VANCOUVER, British Columbia -- Marc Crawford paid the price for failing to meet the high expectations he helped set with the Vancouver Canucks.
Touted as Stanley Cup contenders in September, the Canucks fired Crawford as coach on Tuesday after missing the playoffs for the first time in five seasons.
"We need some new energy, some new juice," general manager Dave Nonis said. "We felt our team needs a kick-start, that we haven't played with the fire we had been known for in the past. A change behind the bench was the first place to start."
Crawford was behind the Vancouver bench for seven seasons, leading it to the Northwest Division title in 2003-04. The Canucks entered this season expected to be one of the top teams in the Western Conference, but that didn't pan out.
The Canucks finished ninth with a 42-32-8 record, losing six of their last eight games to fall three points behind Edmonton for the final playoff spot.
Nonis was quick to point out that not all the blame should fall on Crawford, calling him "a great coach" and hinting player changes may follow.
"I want to make it clear this does not absolve the players for their part in this season," Nonis said. "In no way does this mean there will be no further changes. No way. The fact is there is a lot of blame to be spread around and a lot of it falls on the shoulders of people that were in that locker room."
Crawford, who led the Colorado Avalanche to a Stanley Cup in 1996, finished with a 246-197-70 record in Vancouver but only won one series in four trips to the playoffs. The Canucks twice lost a Game 7 on home ice under his leadership.
With a playoff berth on the line this year, the Canucks struggled defensively, blowing leads in back-to-back games against San Jose to seal their fate. And there were too many nights earlier in the season when they were simply outworked.
"If you want to use the words tuned out or didn't buy in, use whatever phrase you want, the fact is there were too many nights it happened," Nonis said. "It wasn't because the message wasn't correct. It was because in some cases certain players weren't listening to that message."
Crawford, who had one year left on his contract, has 411 career NHL wins and became the third-youngest coach to win 400 career games on Feb. 3 -- 10 days before his 45th birthday. Only Hall of Fame coaches Scotty Bowman and Glen Sather were younger when they hit that mark.
Crawford played every game of his nine-year pro career in the Canucks' organization, finishing with 19 goals and 31 assists in 176 NHL games. He began his NHL coaching career in Quebec in 1994-95, becoming the youngest to win the Jack Adams Award as coach of the year that season.
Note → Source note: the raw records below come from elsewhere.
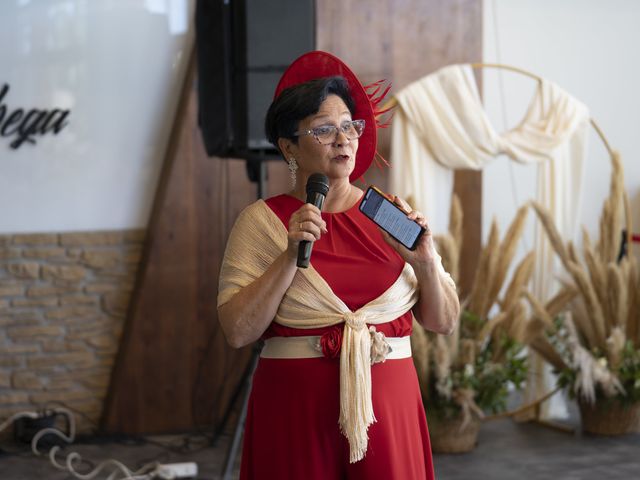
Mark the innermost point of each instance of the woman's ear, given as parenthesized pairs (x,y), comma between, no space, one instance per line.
(287,147)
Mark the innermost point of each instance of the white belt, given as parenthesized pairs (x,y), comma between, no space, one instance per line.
(309,347)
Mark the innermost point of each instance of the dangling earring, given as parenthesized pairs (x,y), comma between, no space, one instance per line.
(293,167)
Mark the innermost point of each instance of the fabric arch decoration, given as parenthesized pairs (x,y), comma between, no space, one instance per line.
(440,125)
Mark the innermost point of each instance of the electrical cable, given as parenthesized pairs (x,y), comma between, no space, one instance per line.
(118,471)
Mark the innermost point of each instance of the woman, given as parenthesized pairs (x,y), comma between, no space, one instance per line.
(335,394)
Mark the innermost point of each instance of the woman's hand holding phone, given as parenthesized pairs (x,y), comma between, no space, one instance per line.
(423,255)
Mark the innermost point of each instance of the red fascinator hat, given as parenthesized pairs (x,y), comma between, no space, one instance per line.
(318,64)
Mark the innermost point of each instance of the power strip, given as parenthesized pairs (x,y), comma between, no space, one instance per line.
(176,470)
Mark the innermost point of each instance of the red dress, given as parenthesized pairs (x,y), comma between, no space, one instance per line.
(292,427)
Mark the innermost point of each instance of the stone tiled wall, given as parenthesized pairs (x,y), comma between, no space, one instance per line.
(63,300)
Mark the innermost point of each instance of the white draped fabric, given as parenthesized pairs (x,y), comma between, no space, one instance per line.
(440,125)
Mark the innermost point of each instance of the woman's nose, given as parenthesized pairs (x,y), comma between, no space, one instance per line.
(341,138)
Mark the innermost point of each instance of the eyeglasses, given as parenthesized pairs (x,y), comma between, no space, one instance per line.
(328,134)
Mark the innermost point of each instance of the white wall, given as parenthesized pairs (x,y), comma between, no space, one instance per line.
(588,47)
(118,65)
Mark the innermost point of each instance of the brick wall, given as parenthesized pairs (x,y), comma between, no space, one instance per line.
(63,299)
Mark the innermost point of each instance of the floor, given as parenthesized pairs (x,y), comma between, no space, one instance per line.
(506,450)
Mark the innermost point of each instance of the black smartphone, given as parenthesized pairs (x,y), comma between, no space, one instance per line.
(391,218)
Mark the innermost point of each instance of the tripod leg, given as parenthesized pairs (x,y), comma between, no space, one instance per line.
(227,469)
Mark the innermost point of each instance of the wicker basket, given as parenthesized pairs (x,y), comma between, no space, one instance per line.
(609,417)
(448,436)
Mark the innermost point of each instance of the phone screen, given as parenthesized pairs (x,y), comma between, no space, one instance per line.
(390,218)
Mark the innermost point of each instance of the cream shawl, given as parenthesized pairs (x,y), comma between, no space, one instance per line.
(256,240)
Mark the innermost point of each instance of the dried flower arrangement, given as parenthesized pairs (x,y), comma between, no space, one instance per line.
(595,348)
(468,373)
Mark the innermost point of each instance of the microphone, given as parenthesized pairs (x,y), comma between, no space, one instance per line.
(317,188)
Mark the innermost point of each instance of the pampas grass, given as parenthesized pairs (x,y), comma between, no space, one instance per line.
(454,357)
(605,313)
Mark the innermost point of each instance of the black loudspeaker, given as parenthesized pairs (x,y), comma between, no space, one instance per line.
(243,48)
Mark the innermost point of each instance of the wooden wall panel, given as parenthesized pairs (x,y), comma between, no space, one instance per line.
(174,370)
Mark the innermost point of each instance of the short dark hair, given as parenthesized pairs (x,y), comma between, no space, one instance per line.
(299,101)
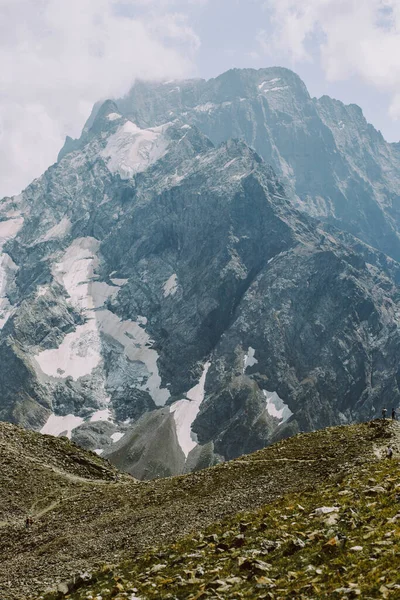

He took over a Vancouver team midway through the 1998-99 season that had missed the playoffs three straight seasons. They went from 58 to 83 points the following season, just missing the postseason before breaking through in 2000-01, the start of four straight playoff appearances.
"His legacy is one of resurrection," Nonis said. "He gave us credibility when we didn't have any. He'll go down as one of the best coaches who ever coached here."
Crawford was also the head coach of Team Canada in the 1998 Nagano Olympics.